Mittwoch, 14. Oktober 2015

Kranke Arschlöcher

Ein Arsch kann viel versprechen, was dann der Rest des Leibes nicht hält. Arschlöcher sprechen schön und halten nichts - aus.

Krankheiten sind ausnahmslos gewollt. Jeder Kranke ist für mich ein kranker Hund. Äußerer Sauhund: ein Arschloch!, wer da jetzt bricht. Wie wird einer wieder gesund? Eine tüchtige Tracht Prügel verabreichen! Wenn er dann noch Widerstand leistet, einfach immer weiter drauf- und endlich totschlagen. Der Tod des einen Kranken befördert die Gesundheit vieler anderer.

Riesen-Arschlöcher können dicke Prügel einstecken.

Sind nicht alle frommen ChristenWeibchen gesund mit dem Tod im Sinn oder mit dem Heiland im Kreuz saugeil.
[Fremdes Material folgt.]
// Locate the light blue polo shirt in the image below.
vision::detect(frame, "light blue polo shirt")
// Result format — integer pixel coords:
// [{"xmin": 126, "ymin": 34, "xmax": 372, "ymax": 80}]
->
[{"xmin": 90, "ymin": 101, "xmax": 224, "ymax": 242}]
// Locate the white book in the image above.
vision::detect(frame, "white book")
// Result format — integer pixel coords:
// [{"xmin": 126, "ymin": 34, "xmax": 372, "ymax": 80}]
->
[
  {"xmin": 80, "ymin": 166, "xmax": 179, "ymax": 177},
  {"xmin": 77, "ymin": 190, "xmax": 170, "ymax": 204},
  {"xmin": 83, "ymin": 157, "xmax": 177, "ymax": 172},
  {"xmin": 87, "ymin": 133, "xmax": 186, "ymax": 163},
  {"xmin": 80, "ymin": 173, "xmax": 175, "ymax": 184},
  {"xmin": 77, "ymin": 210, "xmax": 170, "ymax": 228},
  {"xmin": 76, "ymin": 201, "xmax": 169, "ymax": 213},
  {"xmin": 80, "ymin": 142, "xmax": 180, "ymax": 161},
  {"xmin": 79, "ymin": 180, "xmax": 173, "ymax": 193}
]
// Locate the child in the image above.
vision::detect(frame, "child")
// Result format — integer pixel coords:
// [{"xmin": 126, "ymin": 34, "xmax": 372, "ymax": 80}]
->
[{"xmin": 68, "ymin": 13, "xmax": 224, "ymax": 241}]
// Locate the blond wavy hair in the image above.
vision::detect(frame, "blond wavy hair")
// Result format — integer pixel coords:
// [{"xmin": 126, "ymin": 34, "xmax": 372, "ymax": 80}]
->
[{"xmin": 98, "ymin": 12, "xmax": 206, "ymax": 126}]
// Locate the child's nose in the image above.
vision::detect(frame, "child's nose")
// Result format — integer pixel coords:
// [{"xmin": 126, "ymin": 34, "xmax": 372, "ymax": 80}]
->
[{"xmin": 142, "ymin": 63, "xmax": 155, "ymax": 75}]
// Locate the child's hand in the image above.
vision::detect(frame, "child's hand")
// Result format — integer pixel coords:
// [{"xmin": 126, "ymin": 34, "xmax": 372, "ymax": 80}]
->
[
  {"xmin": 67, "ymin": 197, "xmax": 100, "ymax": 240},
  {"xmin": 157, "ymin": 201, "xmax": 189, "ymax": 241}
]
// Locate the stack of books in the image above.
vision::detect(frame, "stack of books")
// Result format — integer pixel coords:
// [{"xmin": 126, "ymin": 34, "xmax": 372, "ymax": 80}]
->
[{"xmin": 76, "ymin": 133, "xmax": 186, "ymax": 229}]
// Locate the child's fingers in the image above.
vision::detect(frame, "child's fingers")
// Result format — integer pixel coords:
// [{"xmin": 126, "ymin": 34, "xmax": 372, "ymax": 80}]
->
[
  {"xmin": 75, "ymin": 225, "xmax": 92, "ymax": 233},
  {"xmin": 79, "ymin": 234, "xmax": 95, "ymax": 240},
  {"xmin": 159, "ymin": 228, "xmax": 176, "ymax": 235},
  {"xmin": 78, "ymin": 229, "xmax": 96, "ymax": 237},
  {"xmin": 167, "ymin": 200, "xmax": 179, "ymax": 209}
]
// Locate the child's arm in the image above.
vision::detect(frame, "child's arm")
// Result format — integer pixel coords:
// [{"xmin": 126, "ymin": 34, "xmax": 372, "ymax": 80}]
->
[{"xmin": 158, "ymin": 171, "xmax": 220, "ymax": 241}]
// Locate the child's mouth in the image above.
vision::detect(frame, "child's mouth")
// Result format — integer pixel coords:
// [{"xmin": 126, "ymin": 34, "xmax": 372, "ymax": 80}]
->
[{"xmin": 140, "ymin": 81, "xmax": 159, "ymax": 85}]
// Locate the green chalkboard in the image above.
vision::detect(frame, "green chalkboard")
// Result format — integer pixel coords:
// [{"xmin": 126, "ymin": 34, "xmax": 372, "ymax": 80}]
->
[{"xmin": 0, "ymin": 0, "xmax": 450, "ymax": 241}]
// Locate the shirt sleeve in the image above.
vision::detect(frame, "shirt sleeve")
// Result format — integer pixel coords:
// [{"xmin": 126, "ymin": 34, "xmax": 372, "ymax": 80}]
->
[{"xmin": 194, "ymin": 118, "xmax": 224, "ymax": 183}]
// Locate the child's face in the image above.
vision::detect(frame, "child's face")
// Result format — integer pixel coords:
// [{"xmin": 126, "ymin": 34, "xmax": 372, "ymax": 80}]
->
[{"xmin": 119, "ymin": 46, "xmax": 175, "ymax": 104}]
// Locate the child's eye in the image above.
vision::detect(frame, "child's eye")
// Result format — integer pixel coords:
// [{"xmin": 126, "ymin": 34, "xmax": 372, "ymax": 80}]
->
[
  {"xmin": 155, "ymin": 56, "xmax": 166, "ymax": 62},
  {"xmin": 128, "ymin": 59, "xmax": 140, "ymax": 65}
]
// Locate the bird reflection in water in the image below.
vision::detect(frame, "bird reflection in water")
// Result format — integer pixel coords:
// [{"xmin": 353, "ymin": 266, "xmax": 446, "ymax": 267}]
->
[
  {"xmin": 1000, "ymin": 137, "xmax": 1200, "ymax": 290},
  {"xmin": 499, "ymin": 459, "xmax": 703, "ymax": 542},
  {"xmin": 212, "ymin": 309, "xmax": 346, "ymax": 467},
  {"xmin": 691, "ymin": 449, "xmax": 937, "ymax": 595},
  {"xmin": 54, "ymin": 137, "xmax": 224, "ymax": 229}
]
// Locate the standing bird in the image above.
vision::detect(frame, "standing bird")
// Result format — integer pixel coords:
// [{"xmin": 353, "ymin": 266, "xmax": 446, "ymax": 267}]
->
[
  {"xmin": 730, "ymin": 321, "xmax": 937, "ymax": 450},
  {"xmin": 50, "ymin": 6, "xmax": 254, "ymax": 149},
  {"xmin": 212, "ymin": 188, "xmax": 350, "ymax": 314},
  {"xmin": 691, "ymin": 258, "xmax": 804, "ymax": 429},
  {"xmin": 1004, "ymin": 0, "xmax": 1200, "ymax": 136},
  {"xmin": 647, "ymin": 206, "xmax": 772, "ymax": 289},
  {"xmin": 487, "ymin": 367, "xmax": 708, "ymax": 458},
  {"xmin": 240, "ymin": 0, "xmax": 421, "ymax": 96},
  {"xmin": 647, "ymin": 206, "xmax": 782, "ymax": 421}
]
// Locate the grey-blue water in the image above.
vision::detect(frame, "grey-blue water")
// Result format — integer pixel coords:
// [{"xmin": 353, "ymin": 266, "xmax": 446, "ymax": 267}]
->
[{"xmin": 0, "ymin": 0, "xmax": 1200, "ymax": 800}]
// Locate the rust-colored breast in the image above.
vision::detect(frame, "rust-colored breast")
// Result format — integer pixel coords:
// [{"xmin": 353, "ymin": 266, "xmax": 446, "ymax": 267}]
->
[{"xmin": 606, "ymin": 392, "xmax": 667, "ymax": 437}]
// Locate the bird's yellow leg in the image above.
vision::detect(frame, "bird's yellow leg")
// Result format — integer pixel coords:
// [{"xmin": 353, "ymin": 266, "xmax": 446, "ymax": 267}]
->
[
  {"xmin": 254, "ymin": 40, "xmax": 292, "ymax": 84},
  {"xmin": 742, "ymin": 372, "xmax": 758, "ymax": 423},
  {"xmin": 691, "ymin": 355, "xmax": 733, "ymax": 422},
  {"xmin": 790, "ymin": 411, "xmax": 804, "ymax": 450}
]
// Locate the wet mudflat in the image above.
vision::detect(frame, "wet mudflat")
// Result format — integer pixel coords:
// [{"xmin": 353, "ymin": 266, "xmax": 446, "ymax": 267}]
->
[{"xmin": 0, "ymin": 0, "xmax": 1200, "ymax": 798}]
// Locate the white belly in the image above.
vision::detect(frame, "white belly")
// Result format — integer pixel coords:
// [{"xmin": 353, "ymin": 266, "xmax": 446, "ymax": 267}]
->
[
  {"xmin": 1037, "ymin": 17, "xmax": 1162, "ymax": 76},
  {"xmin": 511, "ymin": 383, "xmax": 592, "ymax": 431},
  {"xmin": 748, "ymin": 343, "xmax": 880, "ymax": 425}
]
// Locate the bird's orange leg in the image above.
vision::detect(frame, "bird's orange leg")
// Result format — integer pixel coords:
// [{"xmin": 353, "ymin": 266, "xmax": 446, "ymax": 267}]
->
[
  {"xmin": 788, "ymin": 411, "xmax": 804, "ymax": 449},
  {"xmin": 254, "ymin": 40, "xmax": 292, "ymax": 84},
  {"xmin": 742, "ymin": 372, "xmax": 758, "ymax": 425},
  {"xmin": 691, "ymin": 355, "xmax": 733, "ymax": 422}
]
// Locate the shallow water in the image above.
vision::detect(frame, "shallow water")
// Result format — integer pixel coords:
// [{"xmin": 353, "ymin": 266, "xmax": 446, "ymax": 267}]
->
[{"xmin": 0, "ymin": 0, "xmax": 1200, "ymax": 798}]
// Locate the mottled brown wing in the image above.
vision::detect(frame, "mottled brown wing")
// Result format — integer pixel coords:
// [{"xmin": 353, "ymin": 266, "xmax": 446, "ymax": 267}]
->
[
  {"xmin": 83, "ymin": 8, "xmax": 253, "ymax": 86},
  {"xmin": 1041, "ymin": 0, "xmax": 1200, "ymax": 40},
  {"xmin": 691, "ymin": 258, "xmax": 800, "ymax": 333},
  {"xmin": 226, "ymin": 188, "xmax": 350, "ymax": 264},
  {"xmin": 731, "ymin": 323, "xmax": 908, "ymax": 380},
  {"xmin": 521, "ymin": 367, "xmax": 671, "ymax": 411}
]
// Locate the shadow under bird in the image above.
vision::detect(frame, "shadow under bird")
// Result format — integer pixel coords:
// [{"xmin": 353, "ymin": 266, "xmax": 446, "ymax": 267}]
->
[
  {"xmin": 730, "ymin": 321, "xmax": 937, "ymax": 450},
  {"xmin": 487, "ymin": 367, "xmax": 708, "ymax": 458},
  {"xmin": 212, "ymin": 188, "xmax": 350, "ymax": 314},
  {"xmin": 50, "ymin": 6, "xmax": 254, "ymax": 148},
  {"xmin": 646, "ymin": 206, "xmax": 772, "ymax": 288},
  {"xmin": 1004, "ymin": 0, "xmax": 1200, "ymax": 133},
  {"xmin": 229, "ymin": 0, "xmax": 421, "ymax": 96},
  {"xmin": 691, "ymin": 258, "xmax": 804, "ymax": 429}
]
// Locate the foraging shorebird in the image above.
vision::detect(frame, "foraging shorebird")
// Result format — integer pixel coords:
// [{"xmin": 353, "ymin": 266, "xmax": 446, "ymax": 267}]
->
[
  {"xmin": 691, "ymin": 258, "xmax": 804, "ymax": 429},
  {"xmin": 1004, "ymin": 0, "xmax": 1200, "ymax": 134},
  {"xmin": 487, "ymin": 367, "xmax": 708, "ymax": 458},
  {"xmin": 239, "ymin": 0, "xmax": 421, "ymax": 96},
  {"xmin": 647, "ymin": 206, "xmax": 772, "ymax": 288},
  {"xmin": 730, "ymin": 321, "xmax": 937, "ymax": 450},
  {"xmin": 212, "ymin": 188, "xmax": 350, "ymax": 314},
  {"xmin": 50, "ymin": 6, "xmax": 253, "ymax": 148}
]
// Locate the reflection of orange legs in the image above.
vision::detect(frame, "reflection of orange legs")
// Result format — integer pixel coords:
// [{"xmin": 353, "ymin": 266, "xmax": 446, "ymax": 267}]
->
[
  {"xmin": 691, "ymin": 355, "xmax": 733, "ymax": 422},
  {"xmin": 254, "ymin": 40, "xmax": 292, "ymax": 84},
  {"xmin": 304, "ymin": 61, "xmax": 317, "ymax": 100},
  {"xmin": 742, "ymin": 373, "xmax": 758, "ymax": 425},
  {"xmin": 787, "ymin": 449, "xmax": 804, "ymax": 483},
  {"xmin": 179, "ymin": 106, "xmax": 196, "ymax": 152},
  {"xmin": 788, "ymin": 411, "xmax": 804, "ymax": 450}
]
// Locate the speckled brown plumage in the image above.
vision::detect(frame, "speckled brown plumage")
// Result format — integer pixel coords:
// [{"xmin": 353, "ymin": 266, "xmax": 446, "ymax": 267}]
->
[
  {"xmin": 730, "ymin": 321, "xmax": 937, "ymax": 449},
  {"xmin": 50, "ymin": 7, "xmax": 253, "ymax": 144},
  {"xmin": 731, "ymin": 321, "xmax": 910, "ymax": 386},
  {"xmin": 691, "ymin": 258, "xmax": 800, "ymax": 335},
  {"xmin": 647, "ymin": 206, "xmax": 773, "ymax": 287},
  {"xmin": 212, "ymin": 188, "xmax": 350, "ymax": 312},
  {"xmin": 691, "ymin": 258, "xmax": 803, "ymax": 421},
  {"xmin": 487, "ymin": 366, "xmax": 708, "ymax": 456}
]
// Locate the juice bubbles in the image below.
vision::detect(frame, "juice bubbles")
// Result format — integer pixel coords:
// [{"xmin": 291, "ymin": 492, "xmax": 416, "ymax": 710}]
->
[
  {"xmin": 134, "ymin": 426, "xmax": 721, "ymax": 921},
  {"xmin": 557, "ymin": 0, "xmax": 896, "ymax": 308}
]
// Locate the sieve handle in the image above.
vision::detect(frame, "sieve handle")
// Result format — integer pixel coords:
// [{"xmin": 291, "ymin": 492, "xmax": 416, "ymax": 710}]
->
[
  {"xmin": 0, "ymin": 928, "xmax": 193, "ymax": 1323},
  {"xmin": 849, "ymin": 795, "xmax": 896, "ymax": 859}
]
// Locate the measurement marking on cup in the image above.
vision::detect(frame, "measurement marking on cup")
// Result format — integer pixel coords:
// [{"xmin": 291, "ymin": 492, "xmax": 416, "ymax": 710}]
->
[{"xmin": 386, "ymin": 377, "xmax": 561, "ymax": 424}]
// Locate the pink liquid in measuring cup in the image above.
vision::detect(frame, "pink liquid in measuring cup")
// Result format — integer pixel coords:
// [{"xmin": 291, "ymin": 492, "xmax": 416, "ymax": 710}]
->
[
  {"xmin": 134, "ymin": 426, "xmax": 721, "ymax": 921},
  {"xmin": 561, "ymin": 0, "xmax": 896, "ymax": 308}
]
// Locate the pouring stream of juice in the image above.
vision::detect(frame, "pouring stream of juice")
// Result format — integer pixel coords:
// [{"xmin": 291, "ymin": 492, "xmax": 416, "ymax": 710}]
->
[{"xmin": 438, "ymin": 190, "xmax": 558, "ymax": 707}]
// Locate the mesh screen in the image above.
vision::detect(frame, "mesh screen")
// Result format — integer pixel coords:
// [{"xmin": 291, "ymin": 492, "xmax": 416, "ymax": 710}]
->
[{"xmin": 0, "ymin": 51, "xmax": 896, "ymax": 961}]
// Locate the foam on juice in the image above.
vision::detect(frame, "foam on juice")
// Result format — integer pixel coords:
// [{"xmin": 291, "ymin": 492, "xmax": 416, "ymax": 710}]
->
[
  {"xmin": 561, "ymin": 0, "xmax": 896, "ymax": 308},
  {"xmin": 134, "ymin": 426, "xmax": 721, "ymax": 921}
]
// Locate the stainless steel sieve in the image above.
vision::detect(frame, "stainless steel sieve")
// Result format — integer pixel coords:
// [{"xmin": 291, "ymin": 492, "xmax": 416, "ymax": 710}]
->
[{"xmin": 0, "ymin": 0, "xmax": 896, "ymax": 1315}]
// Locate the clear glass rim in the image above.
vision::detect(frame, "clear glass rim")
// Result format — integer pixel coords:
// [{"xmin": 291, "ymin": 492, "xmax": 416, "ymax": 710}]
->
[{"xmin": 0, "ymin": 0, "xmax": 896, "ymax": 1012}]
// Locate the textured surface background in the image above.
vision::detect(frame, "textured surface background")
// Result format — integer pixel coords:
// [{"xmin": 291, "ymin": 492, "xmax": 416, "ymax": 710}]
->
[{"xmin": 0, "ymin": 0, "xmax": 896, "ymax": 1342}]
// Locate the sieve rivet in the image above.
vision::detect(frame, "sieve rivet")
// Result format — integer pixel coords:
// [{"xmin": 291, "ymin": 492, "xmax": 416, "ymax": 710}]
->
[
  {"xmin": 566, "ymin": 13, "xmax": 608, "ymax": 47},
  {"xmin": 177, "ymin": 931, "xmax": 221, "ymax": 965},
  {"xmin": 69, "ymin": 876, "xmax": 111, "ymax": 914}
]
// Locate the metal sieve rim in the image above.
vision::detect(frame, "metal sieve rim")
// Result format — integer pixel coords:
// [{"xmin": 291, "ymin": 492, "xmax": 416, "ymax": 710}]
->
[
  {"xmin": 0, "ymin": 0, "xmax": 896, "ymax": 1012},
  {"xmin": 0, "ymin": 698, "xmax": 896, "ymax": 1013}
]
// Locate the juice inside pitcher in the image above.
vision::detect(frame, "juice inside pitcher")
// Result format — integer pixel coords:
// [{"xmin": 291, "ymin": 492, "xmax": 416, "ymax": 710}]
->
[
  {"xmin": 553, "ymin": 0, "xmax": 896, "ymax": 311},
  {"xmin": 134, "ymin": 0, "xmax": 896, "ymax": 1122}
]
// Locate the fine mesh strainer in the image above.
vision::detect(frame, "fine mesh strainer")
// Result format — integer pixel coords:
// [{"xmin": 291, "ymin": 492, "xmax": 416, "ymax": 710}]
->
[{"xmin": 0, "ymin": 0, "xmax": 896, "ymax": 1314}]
Nichts überzeugt das eigene Fleisch mehr vom natürlichen starken Willen zur Gesundheit, als das im Todeskampf zuckende Fleisch des andern. Wie man an den leiblichen Reaktionen des am Halse nur Hängenden deutlich erkennen kann, ist der langsame Tod - noch des Schwächsten der Schwachen - nichts sonst als die rein auf sich bezogenen stärkste Gesundheit, Leben auf sich gewendet, pure Heilsarbeit. Mehr an Wollust geht nicht. Noch der am schlimmsten ausgebrannte und allem Faulen schon ergebene Leib richtet da sich auf, sich selbst würgend im freiwilligen Heil oder unfreiwillig heulend am Strick.

Alle Sünden auf mich, spricht der Erlöser fremder Arbeit. Er hebt sich wie der schmarotzende Pilz am letzten Faden seines üblen SchleimGewirks und gibt sich mit höchst wollustigem Auswurf das Äußerste, die Sporen *** Flugsamen, er reicht beim Schuss in Ruhm und Ewigkeit von der Enge umhalst noch die allerwerteste weibliche Weite. Je Dichter, umso enger der Stil.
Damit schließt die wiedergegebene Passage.